3 . The method of claim 1 , wherein the at least one runaway condition includes at least a zone-to-zone deviation, a zone floating condition, or a combination thereof.
4 . The method of claim 1 , wherein the at least one runaway condition further includes a ramp setpoint deviation, wherein the method further includes:
determining whether the temperature of the heater deviates from a temperature ramping setpoint by a setpoint deviation threshold, wherein the temperature ramping setpoint is a temperature that the heater is being controlled to based on the variable ramp rate as the temperature of the heater reduces to a desired temperature setpoint.
5 . The method of claim 4 , wherein a first reduction amount associated with a ramp setpoint deviation is assigned a higher weight than a second reduction amount associated with a zone-to-zone drift.
6 . The method of claim 4 , wherein based on the heater reaching a selected temperature setpoint greater than a desired temperature setpoint, a higher weight is associated with a second reduction amount associated with a zone-to-zone drift than a first reduction amount associated with a ramp setpoint deviation.
7 . The method of claim 4 , further comprising decreasing the variable ramp rate based on a setpoint deviation amount in response to the ramp setpoint deviation being detected as the at least one runaway condition.
8 . The method of claim 1 , wherein the weighted value is associated with a responsiveness of the heater.
9 . A system for controlling a temperature of a heater including a plurality of resistive heating elements that define a plurality of zones, the system comprising:
one or more processors; and one or more nontransitory computer-readable mediums comprising instructions that are executable by the one or more processors, wherein the instructions comprise:
applying power to at least one resistive heating element of the plurality of resistive heating elements at a variable ramp rate to decrease the temperature of the heater to a temperature setpoint, wherein the variable ramp rate is set to a desired ramp rate;
monitoring the temperature of the heater to detect at least one runaway condition;
in response to detecting more than one of the at least one runaway condition, assigning a weighted value to a reduction amount associated with each of the at least one runaway condition; and
adjusting the variable ramp rate from the desired ramp rate to a permitted ramp rate by the reduction amount.
10 . The system of claim 9 , wherein the weighted value is associated with a stage of the heater in a cool down state.
11 . The system of claim 9 , wherein the at least one runaway condition includes at least a zone-to-zone deviation, a zone floating condition, or a combination thereof.
12 . The system of claim 9 , wherein the at least one runaway condition further includes a ramp setpoint deviation, wherein the instructions further includes:
determining whether the temperature of the heater deviates from a temperature ramping setpoint by a setpoint deviation threshold, wherein the temperature ramping setpoint is a temperature that the heater is being controlled to based on the variable ramp rate as the temperature of the heater reduces to a desired temperature setpoint.

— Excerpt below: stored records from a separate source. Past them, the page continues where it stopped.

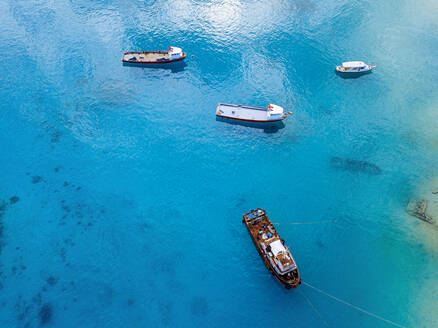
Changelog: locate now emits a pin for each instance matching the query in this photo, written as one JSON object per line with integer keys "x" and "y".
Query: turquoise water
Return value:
{"x": 130, "y": 193}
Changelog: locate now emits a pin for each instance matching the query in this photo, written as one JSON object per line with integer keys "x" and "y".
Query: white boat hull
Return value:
{"x": 247, "y": 113}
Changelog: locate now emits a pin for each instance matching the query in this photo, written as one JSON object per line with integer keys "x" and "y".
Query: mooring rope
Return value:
{"x": 354, "y": 306}
{"x": 309, "y": 222}
{"x": 313, "y": 307}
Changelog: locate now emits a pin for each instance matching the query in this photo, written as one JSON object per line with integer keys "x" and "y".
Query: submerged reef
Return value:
{"x": 36, "y": 179}
{"x": 45, "y": 313}
{"x": 353, "y": 165}
{"x": 418, "y": 209}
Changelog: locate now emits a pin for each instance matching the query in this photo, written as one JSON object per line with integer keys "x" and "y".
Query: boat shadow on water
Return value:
{"x": 266, "y": 127}
{"x": 173, "y": 67}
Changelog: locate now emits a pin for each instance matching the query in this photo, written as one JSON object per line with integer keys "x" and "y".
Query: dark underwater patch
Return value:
{"x": 199, "y": 306}
{"x": 353, "y": 165}
{"x": 36, "y": 179}
{"x": 45, "y": 314}
{"x": 55, "y": 136}
{"x": 14, "y": 199}
{"x": 52, "y": 281}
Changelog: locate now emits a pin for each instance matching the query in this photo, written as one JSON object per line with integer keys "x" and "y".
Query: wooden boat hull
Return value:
{"x": 265, "y": 259}
{"x": 152, "y": 62}
{"x": 225, "y": 118}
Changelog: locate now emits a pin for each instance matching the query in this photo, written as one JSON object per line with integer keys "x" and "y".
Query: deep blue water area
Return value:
{"x": 121, "y": 196}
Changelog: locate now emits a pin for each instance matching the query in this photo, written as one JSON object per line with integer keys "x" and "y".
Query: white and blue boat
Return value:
{"x": 172, "y": 55}
{"x": 245, "y": 113}
{"x": 354, "y": 67}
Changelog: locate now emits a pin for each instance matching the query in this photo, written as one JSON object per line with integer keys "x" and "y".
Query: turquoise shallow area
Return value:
{"x": 130, "y": 193}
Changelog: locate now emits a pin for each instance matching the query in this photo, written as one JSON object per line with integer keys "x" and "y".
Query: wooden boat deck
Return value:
{"x": 271, "y": 247}
{"x": 150, "y": 57}
{"x": 146, "y": 56}
{"x": 242, "y": 112}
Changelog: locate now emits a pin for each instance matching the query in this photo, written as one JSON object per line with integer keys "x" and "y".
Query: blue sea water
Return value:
{"x": 130, "y": 193}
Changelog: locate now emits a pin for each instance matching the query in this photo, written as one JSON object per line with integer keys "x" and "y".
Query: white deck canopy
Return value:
{"x": 175, "y": 51}
{"x": 277, "y": 247}
{"x": 274, "y": 109}
{"x": 354, "y": 64}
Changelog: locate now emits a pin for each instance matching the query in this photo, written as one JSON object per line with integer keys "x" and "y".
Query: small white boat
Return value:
{"x": 173, "y": 54}
{"x": 272, "y": 113}
{"x": 354, "y": 67}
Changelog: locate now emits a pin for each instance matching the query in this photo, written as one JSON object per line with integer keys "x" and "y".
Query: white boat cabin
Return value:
{"x": 354, "y": 67}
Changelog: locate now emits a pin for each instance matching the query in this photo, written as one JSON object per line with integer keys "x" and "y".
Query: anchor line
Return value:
{"x": 310, "y": 222}
{"x": 354, "y": 306}
{"x": 313, "y": 307}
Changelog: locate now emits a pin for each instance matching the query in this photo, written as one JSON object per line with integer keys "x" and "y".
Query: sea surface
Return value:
{"x": 121, "y": 196}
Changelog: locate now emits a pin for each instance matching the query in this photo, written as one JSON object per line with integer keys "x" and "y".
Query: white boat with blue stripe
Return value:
{"x": 272, "y": 113}
{"x": 354, "y": 67}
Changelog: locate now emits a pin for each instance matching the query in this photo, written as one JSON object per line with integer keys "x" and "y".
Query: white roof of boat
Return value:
{"x": 275, "y": 109}
{"x": 277, "y": 247}
{"x": 174, "y": 50}
{"x": 353, "y": 64}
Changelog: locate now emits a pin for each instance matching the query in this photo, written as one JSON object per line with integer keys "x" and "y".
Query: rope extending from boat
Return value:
{"x": 354, "y": 306}
{"x": 313, "y": 307}
{"x": 310, "y": 222}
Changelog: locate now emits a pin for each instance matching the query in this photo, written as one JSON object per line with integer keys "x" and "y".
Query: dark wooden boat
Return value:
{"x": 174, "y": 54}
{"x": 276, "y": 256}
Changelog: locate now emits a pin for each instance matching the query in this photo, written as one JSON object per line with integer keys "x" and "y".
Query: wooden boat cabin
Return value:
{"x": 173, "y": 54}
{"x": 271, "y": 248}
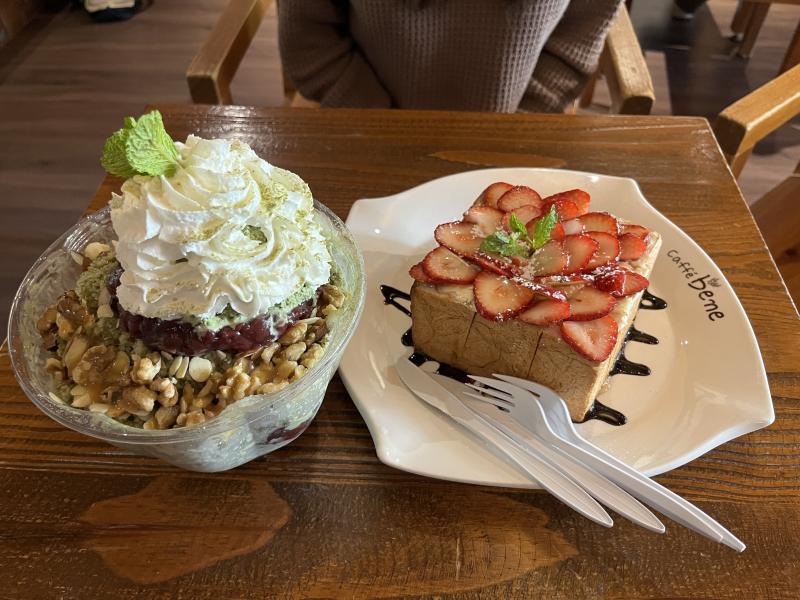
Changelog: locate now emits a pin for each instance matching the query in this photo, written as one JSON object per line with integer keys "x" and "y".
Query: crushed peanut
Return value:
{"x": 158, "y": 390}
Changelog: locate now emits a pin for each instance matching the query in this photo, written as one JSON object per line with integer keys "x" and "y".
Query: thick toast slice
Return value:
{"x": 446, "y": 327}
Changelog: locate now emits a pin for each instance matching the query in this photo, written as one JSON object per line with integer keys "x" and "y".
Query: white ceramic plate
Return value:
{"x": 707, "y": 385}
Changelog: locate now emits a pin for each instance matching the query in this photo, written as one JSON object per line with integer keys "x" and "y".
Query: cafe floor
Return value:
{"x": 66, "y": 83}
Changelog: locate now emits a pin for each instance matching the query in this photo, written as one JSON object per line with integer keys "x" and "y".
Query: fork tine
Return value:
{"x": 525, "y": 384}
{"x": 494, "y": 393}
{"x": 489, "y": 400}
{"x": 498, "y": 384}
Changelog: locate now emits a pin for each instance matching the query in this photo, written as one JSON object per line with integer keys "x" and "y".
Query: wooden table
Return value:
{"x": 322, "y": 518}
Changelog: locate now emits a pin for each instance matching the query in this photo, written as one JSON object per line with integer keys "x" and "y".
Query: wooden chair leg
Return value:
{"x": 738, "y": 162}
{"x": 588, "y": 91}
{"x": 743, "y": 13}
{"x": 753, "y": 28}
{"x": 793, "y": 53}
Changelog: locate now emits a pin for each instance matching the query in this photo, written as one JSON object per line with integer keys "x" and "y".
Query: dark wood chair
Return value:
{"x": 212, "y": 69}
{"x": 738, "y": 128}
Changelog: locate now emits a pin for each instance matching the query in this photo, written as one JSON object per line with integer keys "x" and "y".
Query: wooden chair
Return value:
{"x": 747, "y": 22}
{"x": 214, "y": 66}
{"x": 738, "y": 128}
{"x": 624, "y": 68}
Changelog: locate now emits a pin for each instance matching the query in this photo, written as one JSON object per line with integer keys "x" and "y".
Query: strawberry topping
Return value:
{"x": 573, "y": 227}
{"x": 637, "y": 230}
{"x": 486, "y": 218}
{"x": 566, "y": 209}
{"x": 460, "y": 237}
{"x": 497, "y": 298}
{"x": 592, "y": 339}
{"x": 578, "y": 197}
{"x": 550, "y": 259}
{"x": 442, "y": 266}
{"x": 599, "y": 222}
{"x": 607, "y": 251}
{"x": 580, "y": 249}
{"x": 492, "y": 194}
{"x": 621, "y": 282}
{"x": 524, "y": 213}
{"x": 418, "y": 273}
{"x": 589, "y": 303}
{"x": 545, "y": 312}
{"x": 631, "y": 247}
{"x": 494, "y": 263}
{"x": 519, "y": 195}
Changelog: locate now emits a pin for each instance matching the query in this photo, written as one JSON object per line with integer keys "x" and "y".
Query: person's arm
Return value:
{"x": 570, "y": 55}
{"x": 321, "y": 58}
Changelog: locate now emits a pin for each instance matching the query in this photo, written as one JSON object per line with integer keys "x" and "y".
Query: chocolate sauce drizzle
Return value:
{"x": 622, "y": 366}
{"x": 651, "y": 302}
{"x": 390, "y": 296}
{"x": 604, "y": 413}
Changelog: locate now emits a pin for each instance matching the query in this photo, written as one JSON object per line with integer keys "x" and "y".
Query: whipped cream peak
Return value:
{"x": 227, "y": 228}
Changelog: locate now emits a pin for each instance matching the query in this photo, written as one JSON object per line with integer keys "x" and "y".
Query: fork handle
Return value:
{"x": 651, "y": 492}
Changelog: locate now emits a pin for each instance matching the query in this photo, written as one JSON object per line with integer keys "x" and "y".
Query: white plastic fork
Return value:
{"x": 520, "y": 398}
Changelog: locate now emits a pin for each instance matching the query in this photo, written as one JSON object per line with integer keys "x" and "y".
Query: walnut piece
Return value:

13 . The system of claim 12 , wherein a first reduction amount associated with a ramp setpoint deviation is assigned a higher weight than a second reduction amount associated with a zone-to-zone drift.
14 . The system of claim 12 , wherein based on the heater reaching a selected temperature setpoint greater than a desired temperature setpoint, a higher weight is associated with a second reduction amount associated with a zone-to-zone drift than a first reduction amount associated with a ramp setpoint deviation.
15 . The system of claim 12 , wherein the instructions further comprise decreasing the variable ramp rate based on a setpoint deviation amount in response to the ramp setpoint deviation being detected as the at least one runaway condition.
16 . The system of claim 9 , wherein the weighted value is associated with a responsiveness of the heater.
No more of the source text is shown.